An easy way to construct a quadratic cone is to take the zeros of the degenerate quadratic form ${Q(x)=x_2^2-x_1x_3}$, where ${x=(x_1,x_2,x_3,x_4)}$. Here we take ${P}$ to be ${\langle (0,0,0,1)\rangle}$ and ${\pi=\langle (1,0,0,0),(0,1,0,0),(0,0,1,0)\rangle}$. The zeros of ${Q}$ on ${\pi}$ form the conic ${\{\langle (1,t,t^2,0)\rangle\mid t\in\mathsf{GF}(q)\}\cup \{\langle (0,0,1,0) \rangle\}}$. Note that for any plane ${\pi'}$ of ${\mathsf{PG}(3,q)}$ the set of zeros of ${Q}$ on ${\pi'}$ forms a conic. This is all reminiscent of the classical case of a cone in ${\mathbb{R}^3}$, where the intersections of a plane with the cone are the conic sections and are either a point, a circle, an ellipse, a parabola or a hyperbola.
A flock of a quadratic cone ${\mathcal{K}}$ with vertex ${P}$ is a partition of ${\mathcal{K}\backslash\{P\}}$ into ${q}$ disjoint conics. Each conic is the intersection of ${\mathcal{K}}$ with a plane.
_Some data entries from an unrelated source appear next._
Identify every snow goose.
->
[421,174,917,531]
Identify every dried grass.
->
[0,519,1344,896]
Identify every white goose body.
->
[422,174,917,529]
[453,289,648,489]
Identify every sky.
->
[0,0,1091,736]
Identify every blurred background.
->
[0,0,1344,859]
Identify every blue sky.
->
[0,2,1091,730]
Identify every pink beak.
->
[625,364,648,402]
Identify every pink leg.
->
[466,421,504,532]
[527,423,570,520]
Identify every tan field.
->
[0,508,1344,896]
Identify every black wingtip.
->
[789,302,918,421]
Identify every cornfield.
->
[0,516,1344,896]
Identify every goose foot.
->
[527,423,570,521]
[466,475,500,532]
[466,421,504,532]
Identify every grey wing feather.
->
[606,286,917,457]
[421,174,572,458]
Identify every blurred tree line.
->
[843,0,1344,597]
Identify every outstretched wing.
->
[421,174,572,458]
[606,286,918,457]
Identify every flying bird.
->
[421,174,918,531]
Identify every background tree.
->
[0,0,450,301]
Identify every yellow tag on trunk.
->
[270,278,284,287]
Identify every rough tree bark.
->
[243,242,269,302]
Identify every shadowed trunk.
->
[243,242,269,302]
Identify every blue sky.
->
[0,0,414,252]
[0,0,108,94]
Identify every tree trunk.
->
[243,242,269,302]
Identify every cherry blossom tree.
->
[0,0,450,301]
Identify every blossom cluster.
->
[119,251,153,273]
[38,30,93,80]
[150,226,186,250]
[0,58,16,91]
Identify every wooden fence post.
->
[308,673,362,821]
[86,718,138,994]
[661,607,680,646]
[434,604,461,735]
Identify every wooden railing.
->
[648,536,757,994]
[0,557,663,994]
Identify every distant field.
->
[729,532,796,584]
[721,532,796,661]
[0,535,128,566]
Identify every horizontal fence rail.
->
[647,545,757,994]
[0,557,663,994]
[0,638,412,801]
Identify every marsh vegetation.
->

Let ${\ell}$ be a line of ${\mathrm{PG}(3,q)}$ which intersects ${\mathcal{K}}$ trivially. Then ${\ell}$ is contained in ${q+1}$ planes, one of which contains ${P}$. Each of the remaining ${q}$ planes containing ${\ell}$ meets each of the lines which make up ${\mathcal{K}}$ and hence meets ${\mathcal{K}}$ in ${q+1}$ points. Such a set of ${q+1}$ points is a conic. Morever, since the intersection of two planes through ${\ell}$ is ${\ell}$, the ${q}$ conics we obtain are all disjoint and so we get a flock. Such a flock is called a linear flock.